Why is my front-load washer door locked with water inside?
The control board keeps the door locked while it detects water in the tub, which is a safety feature. Clearing the drain fault, or in some cases using the manual drain procedure, lets the door release.
Could a small object really stop my washer from draining?
Absolutely. Coins, hair pins, and bra wires are among the most common items we pull out of pumps and filters. A single object lodged in the impeller is enough to stop drainage completely.
Do you repair both top-load and front-load washers?

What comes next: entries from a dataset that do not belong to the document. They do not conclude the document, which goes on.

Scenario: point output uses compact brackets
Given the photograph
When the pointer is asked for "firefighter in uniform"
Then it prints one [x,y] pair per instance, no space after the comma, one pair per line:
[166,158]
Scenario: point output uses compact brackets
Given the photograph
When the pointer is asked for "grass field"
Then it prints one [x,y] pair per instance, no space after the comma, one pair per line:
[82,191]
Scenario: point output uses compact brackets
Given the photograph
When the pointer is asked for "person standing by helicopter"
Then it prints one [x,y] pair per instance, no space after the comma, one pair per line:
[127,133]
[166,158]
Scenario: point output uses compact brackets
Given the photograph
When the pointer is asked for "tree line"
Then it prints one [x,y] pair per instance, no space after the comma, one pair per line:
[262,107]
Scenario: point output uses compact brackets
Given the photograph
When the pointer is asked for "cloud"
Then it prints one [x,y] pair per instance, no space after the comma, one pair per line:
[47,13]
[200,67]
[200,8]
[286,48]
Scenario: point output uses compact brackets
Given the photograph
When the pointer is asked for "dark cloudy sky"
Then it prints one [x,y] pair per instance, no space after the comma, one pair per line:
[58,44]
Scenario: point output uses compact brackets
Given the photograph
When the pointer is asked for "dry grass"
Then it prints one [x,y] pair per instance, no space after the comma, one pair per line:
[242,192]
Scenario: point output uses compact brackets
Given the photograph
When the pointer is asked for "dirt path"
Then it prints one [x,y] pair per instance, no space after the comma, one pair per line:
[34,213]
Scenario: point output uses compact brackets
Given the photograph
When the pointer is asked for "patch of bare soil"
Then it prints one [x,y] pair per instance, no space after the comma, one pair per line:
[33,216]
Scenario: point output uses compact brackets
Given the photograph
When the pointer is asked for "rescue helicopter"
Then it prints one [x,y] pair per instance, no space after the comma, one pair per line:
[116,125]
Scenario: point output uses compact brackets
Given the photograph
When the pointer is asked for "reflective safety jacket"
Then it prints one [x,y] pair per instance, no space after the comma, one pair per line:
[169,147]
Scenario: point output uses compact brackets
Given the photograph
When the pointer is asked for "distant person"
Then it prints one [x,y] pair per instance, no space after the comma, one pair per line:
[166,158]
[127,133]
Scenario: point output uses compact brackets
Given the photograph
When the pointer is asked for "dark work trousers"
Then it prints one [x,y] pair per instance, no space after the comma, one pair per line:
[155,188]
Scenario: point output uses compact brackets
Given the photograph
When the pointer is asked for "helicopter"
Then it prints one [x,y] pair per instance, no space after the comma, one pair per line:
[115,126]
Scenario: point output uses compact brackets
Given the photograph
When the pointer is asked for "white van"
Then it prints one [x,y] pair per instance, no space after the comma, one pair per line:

Yes. We work on top-load and front-load machines across all the major brands, including Samsung, LG, Whirlpool, Maytag, GE, Bosch, Frigidaire, Kenmore, Amana, and KitchenAid.
Do you charge a fee just to come out and look?
There is no service fee when you proceed with the repair. You only pay for the work that fixes the machine.
How soon can someone come to fix my washer in Markham?
For most washer faults we offer same-day service across Markham, and our local team usually calls you back within 5 to 30 minutes of your enquiry.